Get Weightings

Weightings are calculated in two steps: Step 1 cuts the predictors into SECTIONS; Step 2 calculates weightings for each SECTION, then joins these across SECTIONS (if Step 2 takes too long, it can be parallelized). The arguments for performing these steps are shown below.

Previously (LDAK4), we recommended calculating weightings twice, the second time using only predictors with non-zero weightings from the first run. This was because with dense data, the number of predictors in each section was often more than LDAK could handle. Since LDAK5, this is no longer required, as by default LDAK thins duplicate predictors, which reduces the number of predictors in each section to a manageable level.
Note that this thinning DOES NOT change the LDAK Model; it just speeds up computation.

Options in red are REQUIRED; options in purple are OPTIONAL. If you wish to only analyse a subset of the data, see Data Filtering. In all cases, <folder> is the directory in which output files will be written.
_ _ _ _ _ _ _ _ _ _ _ _ _ _ _ _ _ _ _ _ _ _ _ _ _ _ _ _ _ _ _ _ _ _ _ _ _ _ _ _ _ _ _ _ _ _

--cut-weights <folder>

--bfile/--gen/--sp/--speed <prefix> - specifies the datafiles (see File Formats).

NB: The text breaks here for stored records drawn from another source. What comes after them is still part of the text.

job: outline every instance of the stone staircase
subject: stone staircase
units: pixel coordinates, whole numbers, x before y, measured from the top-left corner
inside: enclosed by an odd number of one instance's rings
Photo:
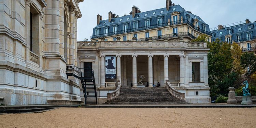
[[[184,104],[190,103],[171,95],[166,88],[122,87],[114,99],[103,104]]]

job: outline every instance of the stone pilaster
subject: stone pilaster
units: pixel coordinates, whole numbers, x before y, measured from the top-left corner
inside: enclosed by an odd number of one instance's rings
[[[168,57],[170,56],[169,55],[163,55],[163,57],[165,58],[165,61],[164,61],[164,77],[165,77],[165,81],[164,83],[165,83],[165,86],[166,85],[166,81],[169,80],[169,68],[168,65]]]
[[[153,59],[154,55],[150,55],[148,57],[148,87],[153,87]]]
[[[184,72],[184,55],[180,55],[180,82],[181,87],[184,87],[185,75]]]
[[[100,55],[100,87],[105,87],[105,57],[104,55]]]
[[[137,87],[137,60],[136,55],[131,56],[132,57],[132,87]]]
[[[75,14],[76,9],[75,6],[69,7],[69,64],[75,65]]]
[[[117,81],[121,81],[121,57],[122,55],[117,55],[116,57],[116,78]]]
[[[67,35],[64,35],[64,7],[63,0],[60,0],[59,3],[59,52],[60,55],[63,57],[64,57],[64,36],[67,36]]]

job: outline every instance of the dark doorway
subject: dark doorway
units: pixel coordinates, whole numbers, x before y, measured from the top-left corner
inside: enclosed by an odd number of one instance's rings
[[[91,77],[92,66],[91,62],[84,62],[84,77]]]

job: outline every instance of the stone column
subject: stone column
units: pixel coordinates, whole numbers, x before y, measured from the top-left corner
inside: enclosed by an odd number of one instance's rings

By default, LDAK will first thin predictors, using a correlation squared threshold of 0.98. This threshold should suffice, but can be changed using --window-prune. You can turn off thinning by adding --no-thin YES, or if you have previously thinned, add --no-thin DONE (in which case, LDAK will expect to find a file called thin.in).

Having thinned predictors, LDAK will cut into sections. You can change aspects of this cutting by specifying the desired sizes of the sections, windows and/or buffers (see Advanced Options), but in most cases, the default choices will suffice (please read the screen output to see whether changes are suggested).
_ _ _ _ _ _ _ _ _ _ _ _ _ _ _ _ _ _ _ _ _ _ _ _

SERIAL VERSION - for most datasets, LDAK will calculate weightings within a few hours. However, if your data are very large (for example, contain rare predictors, or more than 10,000 individuals), consider using the PARALLEL VERSION below.

--calc-weights-all <folder>

--bfile/--gen/--sp/--speed <prefix> - specifies the datafile (see File Formats).

This will calculate weightings for each section in turn, then merge them. If it is interrupted, you can use --start-section to continue from where it stopped.

Estimates of SNP heritability are very sensitive to genotyping errors, so in general, we recommend using only high-quality predictors. However, if you do include lower quality predictors, you can incorporate this uncertainty by using --infos to specify a file containing info scores for each (this file should have two columns: predictor name then info score).

By default, LDAK now calculates weightings using a quadratic solver, but it originally used a linear solver; to revert to the latter, add --simplex YES. Alternatively, it is possible to calculate weightings using a crude approximation with the option --quick-weights YES. These approximate weightings will be better than using no weightings,  but in general we do not recommend their use.

When the outcome is binary and (subsets of) cases and controls have been genotyped separately, it is advisable to calculate correlations separately over cases and controls by using --subset-number and --subset-prefix. See Subset Options.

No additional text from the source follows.